I answer that, it was right that woman was made out of Adam’s rib. Adam was the Alpha to Eve’s Omega. He was the forming to Eve’s filling out of creation. It is appropriate that Adam (as structure) gave his “bones” to Eve. The first will be glorified by the last. Just like the tabernacle gave the rudimentary form to God’s dwelling place, the temple then took that form and expanded it to greater proportions and greater glory. The temple in no way shamed the tabernacle for being more glorious, but rather shined glory back at it, just as Solomon shined glory back to his father David, and (even more related to this topic) just as the wife glorifies the husband.
Reply to Objection 1. There are not only two ways for a large thing to come from a small thing. For God created the heavens and the earth out of nothing[4], which would neither be addition nor rarefaction of pre-existing matter.

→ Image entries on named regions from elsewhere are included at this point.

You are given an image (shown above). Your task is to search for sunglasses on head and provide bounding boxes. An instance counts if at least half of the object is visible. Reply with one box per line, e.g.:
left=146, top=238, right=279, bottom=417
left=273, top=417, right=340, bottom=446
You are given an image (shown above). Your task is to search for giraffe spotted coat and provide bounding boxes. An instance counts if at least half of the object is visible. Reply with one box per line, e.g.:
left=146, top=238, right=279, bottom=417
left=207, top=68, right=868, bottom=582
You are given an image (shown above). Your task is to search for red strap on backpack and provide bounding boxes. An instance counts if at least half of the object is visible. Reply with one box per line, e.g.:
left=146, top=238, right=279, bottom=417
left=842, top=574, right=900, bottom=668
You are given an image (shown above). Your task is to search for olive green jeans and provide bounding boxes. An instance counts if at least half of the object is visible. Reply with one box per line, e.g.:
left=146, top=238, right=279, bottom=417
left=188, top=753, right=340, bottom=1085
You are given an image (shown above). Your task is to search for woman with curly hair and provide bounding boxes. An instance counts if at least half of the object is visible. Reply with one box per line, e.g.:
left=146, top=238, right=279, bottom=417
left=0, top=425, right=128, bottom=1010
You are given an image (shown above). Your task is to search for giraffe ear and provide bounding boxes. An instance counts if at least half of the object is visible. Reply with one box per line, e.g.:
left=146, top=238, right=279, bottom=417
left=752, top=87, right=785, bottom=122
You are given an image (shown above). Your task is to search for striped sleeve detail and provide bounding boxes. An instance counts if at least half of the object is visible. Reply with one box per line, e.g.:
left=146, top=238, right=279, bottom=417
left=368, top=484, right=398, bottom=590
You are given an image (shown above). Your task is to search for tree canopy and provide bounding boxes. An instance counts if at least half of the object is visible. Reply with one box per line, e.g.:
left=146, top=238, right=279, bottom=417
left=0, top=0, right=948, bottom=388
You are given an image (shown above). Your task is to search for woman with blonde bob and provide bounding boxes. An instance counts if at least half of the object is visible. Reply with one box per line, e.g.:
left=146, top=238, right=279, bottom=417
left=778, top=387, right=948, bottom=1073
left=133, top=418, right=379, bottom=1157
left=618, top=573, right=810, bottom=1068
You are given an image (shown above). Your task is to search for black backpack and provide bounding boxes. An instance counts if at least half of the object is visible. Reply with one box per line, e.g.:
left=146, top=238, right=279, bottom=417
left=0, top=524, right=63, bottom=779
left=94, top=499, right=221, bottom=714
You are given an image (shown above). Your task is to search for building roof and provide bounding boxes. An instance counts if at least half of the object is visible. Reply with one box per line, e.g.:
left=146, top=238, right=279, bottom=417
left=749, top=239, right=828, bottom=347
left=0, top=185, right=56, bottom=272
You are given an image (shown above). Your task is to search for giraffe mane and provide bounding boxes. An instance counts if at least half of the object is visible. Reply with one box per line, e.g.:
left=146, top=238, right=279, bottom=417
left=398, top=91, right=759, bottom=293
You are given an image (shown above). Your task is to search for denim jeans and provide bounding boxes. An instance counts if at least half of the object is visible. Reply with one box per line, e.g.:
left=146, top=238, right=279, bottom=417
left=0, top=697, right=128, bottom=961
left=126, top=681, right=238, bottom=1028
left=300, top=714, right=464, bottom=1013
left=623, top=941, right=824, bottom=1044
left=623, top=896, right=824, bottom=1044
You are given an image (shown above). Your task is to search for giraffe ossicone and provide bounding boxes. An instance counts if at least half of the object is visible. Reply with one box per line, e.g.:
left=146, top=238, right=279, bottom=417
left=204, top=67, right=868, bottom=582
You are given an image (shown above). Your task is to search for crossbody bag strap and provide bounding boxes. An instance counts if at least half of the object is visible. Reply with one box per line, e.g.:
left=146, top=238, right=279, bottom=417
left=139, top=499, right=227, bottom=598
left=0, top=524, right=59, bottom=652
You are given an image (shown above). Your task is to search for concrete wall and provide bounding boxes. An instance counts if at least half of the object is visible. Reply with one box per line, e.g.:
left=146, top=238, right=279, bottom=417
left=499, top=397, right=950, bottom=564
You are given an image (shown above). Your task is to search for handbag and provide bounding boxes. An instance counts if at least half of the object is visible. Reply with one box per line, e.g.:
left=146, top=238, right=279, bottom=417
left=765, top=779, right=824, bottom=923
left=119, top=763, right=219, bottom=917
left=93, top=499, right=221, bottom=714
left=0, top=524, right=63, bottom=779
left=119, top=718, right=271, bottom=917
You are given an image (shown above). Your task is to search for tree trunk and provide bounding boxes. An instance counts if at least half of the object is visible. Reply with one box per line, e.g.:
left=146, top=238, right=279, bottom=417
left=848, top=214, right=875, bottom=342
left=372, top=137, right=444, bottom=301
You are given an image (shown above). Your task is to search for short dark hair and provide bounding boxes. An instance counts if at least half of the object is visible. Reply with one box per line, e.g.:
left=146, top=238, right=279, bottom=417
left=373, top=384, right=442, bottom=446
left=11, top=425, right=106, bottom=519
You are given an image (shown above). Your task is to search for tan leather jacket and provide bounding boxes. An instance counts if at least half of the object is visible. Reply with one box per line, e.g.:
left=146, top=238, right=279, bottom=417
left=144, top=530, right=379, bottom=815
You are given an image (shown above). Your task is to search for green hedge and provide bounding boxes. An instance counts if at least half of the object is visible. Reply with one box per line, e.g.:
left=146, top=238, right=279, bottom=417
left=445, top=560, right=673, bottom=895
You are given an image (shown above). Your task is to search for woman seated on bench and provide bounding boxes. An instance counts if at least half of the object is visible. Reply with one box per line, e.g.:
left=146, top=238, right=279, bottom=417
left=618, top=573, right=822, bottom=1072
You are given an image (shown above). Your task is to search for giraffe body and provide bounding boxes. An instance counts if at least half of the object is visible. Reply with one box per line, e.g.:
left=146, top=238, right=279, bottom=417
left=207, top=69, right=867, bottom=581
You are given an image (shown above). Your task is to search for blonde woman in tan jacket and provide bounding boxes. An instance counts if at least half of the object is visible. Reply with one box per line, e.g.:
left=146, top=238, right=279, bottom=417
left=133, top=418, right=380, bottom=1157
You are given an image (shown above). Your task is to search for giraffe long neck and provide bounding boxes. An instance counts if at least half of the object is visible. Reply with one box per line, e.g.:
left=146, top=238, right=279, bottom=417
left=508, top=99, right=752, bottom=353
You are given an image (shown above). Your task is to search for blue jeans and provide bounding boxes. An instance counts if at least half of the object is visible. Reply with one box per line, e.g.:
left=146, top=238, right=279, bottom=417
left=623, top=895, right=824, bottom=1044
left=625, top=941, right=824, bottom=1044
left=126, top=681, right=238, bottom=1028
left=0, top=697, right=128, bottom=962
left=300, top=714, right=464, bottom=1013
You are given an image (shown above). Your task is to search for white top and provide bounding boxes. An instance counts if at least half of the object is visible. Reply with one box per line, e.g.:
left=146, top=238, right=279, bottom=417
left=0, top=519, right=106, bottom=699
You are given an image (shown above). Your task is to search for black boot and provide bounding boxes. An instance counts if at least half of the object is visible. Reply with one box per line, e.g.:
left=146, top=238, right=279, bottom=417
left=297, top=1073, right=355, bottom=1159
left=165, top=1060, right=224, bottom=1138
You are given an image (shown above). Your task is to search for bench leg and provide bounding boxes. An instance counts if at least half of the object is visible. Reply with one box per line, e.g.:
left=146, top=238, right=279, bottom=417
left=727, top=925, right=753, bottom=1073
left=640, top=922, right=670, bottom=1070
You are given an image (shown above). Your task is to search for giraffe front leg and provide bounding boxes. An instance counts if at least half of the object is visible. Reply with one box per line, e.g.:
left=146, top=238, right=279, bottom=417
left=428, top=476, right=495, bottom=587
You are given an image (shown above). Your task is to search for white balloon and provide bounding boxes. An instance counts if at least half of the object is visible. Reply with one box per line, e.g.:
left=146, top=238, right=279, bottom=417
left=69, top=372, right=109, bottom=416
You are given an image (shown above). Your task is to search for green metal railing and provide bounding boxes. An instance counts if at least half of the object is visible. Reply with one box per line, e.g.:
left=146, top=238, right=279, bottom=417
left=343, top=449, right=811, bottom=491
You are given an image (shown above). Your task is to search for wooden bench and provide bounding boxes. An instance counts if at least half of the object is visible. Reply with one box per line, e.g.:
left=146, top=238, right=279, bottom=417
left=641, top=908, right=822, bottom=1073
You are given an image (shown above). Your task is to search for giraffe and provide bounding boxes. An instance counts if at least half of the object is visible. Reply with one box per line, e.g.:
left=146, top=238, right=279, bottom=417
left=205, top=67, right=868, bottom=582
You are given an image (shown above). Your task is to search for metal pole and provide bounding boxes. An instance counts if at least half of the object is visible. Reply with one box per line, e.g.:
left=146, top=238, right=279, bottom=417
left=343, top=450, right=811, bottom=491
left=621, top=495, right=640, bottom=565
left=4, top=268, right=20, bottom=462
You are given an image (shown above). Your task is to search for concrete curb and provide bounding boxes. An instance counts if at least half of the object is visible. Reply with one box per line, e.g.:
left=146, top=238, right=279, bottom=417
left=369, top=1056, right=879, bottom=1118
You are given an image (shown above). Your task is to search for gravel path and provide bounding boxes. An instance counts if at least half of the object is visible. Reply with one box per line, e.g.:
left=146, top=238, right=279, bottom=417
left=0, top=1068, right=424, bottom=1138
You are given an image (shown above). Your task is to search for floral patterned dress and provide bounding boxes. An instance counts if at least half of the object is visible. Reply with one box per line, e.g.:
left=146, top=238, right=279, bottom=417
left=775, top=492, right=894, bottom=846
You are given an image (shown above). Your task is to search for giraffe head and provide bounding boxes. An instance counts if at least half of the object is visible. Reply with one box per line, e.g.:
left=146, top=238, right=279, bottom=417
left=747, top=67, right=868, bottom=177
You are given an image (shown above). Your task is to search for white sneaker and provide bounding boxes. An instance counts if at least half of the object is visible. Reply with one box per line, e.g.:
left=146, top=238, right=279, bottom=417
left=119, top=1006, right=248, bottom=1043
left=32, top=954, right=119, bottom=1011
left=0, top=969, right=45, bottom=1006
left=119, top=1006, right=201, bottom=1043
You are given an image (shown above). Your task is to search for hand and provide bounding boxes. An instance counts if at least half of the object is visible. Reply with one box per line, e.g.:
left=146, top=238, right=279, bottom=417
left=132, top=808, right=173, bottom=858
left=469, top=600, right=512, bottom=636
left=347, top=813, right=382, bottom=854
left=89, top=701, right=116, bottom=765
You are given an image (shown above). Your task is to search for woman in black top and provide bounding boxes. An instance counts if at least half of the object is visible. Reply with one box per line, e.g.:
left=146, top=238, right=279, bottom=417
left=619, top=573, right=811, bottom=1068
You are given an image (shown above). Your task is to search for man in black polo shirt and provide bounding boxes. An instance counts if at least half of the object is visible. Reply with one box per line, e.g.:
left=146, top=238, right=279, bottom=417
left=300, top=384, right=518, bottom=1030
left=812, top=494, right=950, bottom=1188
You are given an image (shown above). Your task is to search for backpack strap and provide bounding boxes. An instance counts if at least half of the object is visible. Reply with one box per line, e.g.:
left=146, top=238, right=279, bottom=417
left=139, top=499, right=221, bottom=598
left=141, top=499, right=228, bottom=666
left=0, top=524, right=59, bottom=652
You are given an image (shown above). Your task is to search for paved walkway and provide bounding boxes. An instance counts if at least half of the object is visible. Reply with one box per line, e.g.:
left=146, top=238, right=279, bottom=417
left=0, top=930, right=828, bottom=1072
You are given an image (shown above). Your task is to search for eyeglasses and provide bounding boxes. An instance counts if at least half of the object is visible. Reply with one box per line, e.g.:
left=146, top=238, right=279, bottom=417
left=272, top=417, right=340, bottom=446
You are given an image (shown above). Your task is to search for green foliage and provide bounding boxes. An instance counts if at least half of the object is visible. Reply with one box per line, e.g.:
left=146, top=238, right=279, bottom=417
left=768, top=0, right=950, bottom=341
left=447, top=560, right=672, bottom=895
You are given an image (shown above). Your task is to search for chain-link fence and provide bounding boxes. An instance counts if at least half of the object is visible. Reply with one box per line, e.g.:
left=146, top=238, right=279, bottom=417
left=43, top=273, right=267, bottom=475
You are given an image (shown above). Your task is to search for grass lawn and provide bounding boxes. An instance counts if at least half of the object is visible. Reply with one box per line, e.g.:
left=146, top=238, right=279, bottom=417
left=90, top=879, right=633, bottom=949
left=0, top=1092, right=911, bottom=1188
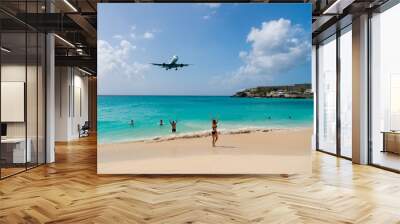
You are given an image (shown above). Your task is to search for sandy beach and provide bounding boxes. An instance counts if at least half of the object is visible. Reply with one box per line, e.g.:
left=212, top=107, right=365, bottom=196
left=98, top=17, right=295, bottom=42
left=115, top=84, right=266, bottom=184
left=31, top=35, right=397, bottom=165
left=97, top=128, right=312, bottom=174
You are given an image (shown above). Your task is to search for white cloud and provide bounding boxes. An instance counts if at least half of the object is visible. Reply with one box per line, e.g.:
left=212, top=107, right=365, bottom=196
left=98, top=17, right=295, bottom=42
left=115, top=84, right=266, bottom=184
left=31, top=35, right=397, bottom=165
left=98, top=40, right=149, bottom=79
left=231, top=18, right=311, bottom=82
left=202, top=3, right=221, bottom=9
left=143, top=31, right=154, bottom=39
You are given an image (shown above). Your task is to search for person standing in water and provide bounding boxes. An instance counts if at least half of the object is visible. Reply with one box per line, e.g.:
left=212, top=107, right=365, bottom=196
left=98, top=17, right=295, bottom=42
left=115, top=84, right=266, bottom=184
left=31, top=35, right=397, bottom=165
left=169, top=121, right=178, bottom=133
left=211, top=119, right=218, bottom=147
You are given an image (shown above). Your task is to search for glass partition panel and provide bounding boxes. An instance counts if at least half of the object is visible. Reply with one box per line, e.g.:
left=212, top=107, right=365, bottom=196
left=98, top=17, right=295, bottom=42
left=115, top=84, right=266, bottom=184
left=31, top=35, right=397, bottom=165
left=26, top=32, right=38, bottom=168
left=37, top=33, right=46, bottom=164
left=371, top=4, right=400, bottom=170
left=317, top=36, right=336, bottom=153
left=0, top=32, right=27, bottom=178
left=339, top=26, right=352, bottom=158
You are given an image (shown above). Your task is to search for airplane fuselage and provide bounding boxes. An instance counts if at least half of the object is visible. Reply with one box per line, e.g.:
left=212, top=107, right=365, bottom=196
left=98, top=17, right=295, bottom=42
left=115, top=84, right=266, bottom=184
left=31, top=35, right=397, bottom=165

Therefore, God could have created a woman from a small rib. It is in the glory and the pattern of God to make things which were not, just as He made righteous sons out of those who were worthless rebels without an ounce of righteousness of their own.
Reply to Objection 2. First, it is not strictly true that a rib could not be removed without pain. Anesthetics can take away the pain. These anesthetics act much like a deep sleep, and so the deep sleep that God puts Adam into might have been pointing to a similar effect.
Second, even if it is admitted that Adam felt pain when God took a rib from his side, it is not true to say that there was no pain before sin. Scripture only says that death came through sin[5], and we wrongly jump to the hasty conclusion that there was therefore no pain. We also take the passage saying “To the woman he said, ‘I will surely multiply your pain in childbearing; in pain, you shall bring forth children'” to mean that God introduced pain here. But this passage, by its wording, seems to imply the opposite – i.e. that pain increased rather than appeared for the first time, for it says that Eve’s pain will “multiply”. In order for pain to multiply, there would have to be pain there in the first place.